How long, you people,
shall my honor suffer shame?
How long will you love vain words,
and seek after lies?
Lies and vanities
It is not clear from the psalm whether the words of this verse are the words of the poet or the words of God. The psalm is a curious one. The lines tumble out as if a stream of consciousness, the poet calling for God to come to his aid, challenging those who are apparently spreading rumors and accusations against him, exhorting others to faithfulness, and expressing joy and confidence in God. But maybe there are lines in this psalm, like this one, that represent the speech of God rather than the poet. Maybe it is not the poet who is challenging his adversaries, but God accusing humanity of bringing shame on God by the way we treat one another. Perhaps it is our love of gossip and “vain words” that disgraces the name of God.
It is also possible that the poet is speaking of the “vain words” and “lies” that are the idols worshiped by the majority of the country: gods of fertility, prosperity and power.
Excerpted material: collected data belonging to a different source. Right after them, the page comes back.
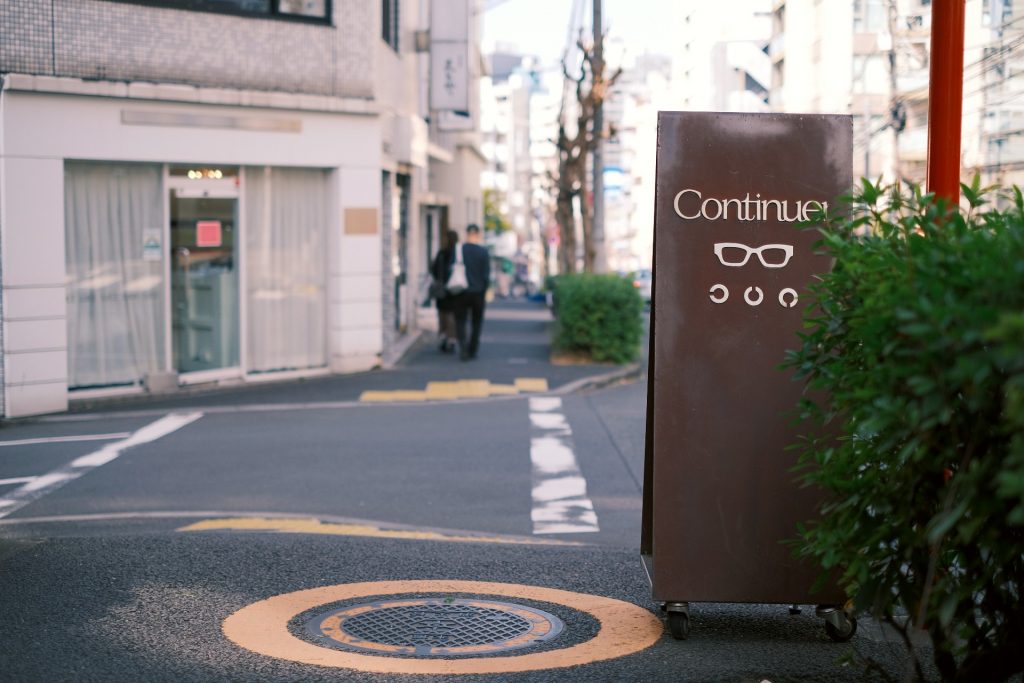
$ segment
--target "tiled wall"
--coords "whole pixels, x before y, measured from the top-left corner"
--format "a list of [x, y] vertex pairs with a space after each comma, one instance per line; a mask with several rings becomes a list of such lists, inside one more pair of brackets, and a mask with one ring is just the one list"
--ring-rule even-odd
[[332, 6], [327, 26], [118, 0], [3, 0], [0, 72], [372, 97], [378, 3]]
Such worship brings shame upon God, believing that others are the source of blessing God alone can give, showing allegiance to gods and ideas other than the God who delivered them from bondage and summoned them to justice and mercy at Sinai.
Whatever the poet’s intention, the question in this verse lingers: how long shall we allow our preference for comfortable illusions to tarnish the name of God? Do we even recognize the lies and vanities in which we put our faith, hope, and trust? The prayer for God’s name to be holy beseeches God to turn our hearts back to him who is our truth and life.